Performance and Scalability Experts

SearchBench In The Cloud

Comments

Charts

Submitted by admin on Wed, 07/09/2008 - 10:03.

I added an export feature to SearchBench, and used this to export data from another run of tests. I imported this data into the Gnumeric spreadsheet program, and generated the attached graphs. The issue facing Xapian in these tests is a significantly higher frequency of rogue queries taking significantly longer than the average query. My reading on Xapian makes me suspect this is caused by Disk I/O contention, however it will take additional tests to know for sure. SearchBench should generate averages from 100% of the results, and from the median 95% of the results to offer more comprehensie comparisons.


sounds cool

Submitted by Anonymous (not verified) on Thu, 08/21/2008 - 19:13.

sounds cool

Very great study

Submitted by Robert Douglass (not verified) on Wed, 07/09/2008 - 05:29.

I'm really happy to hear that Drupal's search is getting some respect =) Great benchmarks. You didn't specify whether you tested Drupal 6 search, which has a lot of performance advantage over Drupal 5. It is also interesting to note that Doug Green is working on backporting the Drupal 6 search improvements to Drupal 5: http://drupal.org/node/146466

There are also a couple of things that are yet to be done to make D7 search even faster: http://drupal.org/node/258998
Djun Kim has also thought up a nice strategy for adding some caching to search and we should see the results of that work eventually as well.

Let me know if you want help setting up an ApacheSolr test: http://drupal.org/project/apachesolr

The setup is very easy. You download Solr (either 1.2 or the latest nightly from the upcoming 1.3 are fine). In the tarball is an example application. Move the schema.xml file from the Drupal module to the conf directory of the example application, start the Solr server with java -jar start.sh, and hit cron to index your site.

One question I had about Xapian: does it return a list of nids to Drupal? Or does it return rendered search results? Drupal's search returns nids and Drupal then does a node_load on each search result which is horribly wasteful since all that is being built is a small extract from the text. Solr stores all the fields of the node and returns them with the search result so no node_load is needed. This is part of the reason why Solr performs so well, and I imagine both Xapian and core search could be programmed to behave this way as well.

benchmarks

Submitted by admin on Wed, 07/09/2008 - 08:20.

The current tests were against Drupal 5, but I also intend to compare Drupal 6 and Drupal 7 as time permits.
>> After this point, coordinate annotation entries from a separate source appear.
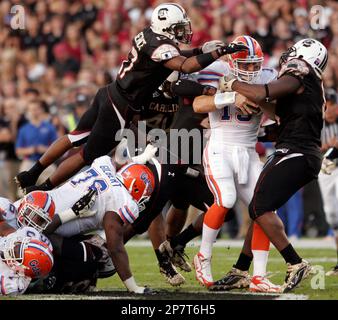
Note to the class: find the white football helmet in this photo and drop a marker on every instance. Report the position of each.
(171, 20)
(311, 51)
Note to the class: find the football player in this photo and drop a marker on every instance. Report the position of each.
(154, 55)
(23, 258)
(232, 165)
(120, 200)
(297, 97)
(31, 215)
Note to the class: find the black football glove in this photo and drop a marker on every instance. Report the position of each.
(84, 204)
(231, 48)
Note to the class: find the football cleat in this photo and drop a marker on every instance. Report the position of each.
(179, 260)
(295, 274)
(203, 270)
(333, 271)
(176, 256)
(263, 284)
(170, 273)
(24, 179)
(234, 279)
There are many things waiting to be benchmarked! :)

I am certainly interested in benchmarking Solr, too, however first I am focused on adding more functionality to SearchBench so that the results gathered are more useful.

The Xapian module currently returns a list of nids, and lets Drupal do what it wants to with them. It does not replace Drupal's search GUI, instead it re-uses the GUI from the search module, and as such each result does involve a node_load() whether it needs it or not. I have not looked into ways to optimize Xapian just yet, but this is also planned.
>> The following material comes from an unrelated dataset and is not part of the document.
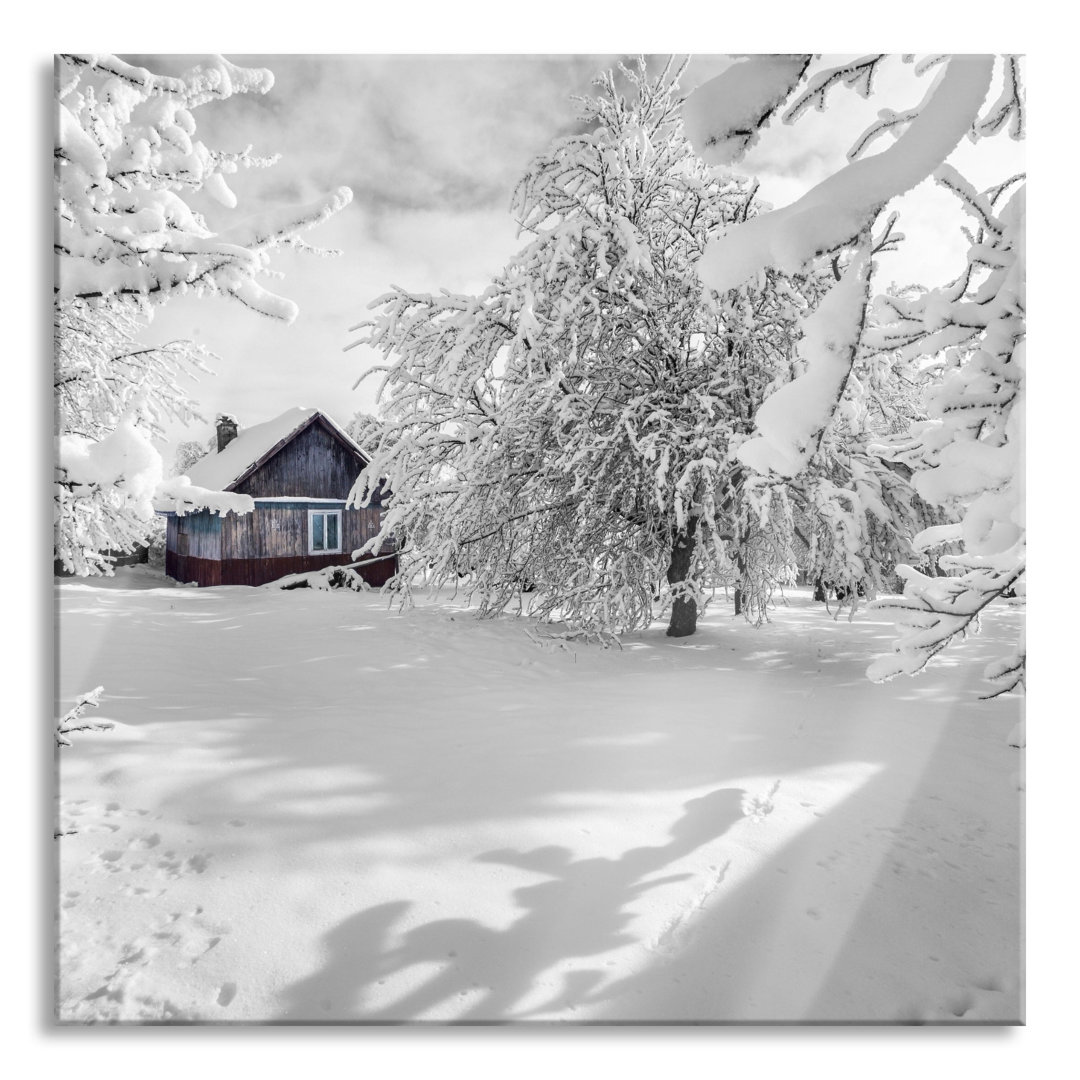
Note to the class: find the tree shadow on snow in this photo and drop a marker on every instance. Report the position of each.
(476, 973)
My current focus is on building a useful benchmarking environment, and useful benchmarking tools. Once these are built, then I will focus on collecting extensive data.

An issue to bear in mind

Submitted by catch (not verified) on Wed, 07/09/2008 - 08:33.

An issue to bear in mind with Drupal 5 (and one of the changes in D6), is that for valid search results, Drupal is writing a temporary table - in nearly all situations to disk. So doing those benchmarks with only valid searches I think would probably return very different benchmarks. All this work is great though, I'm following along.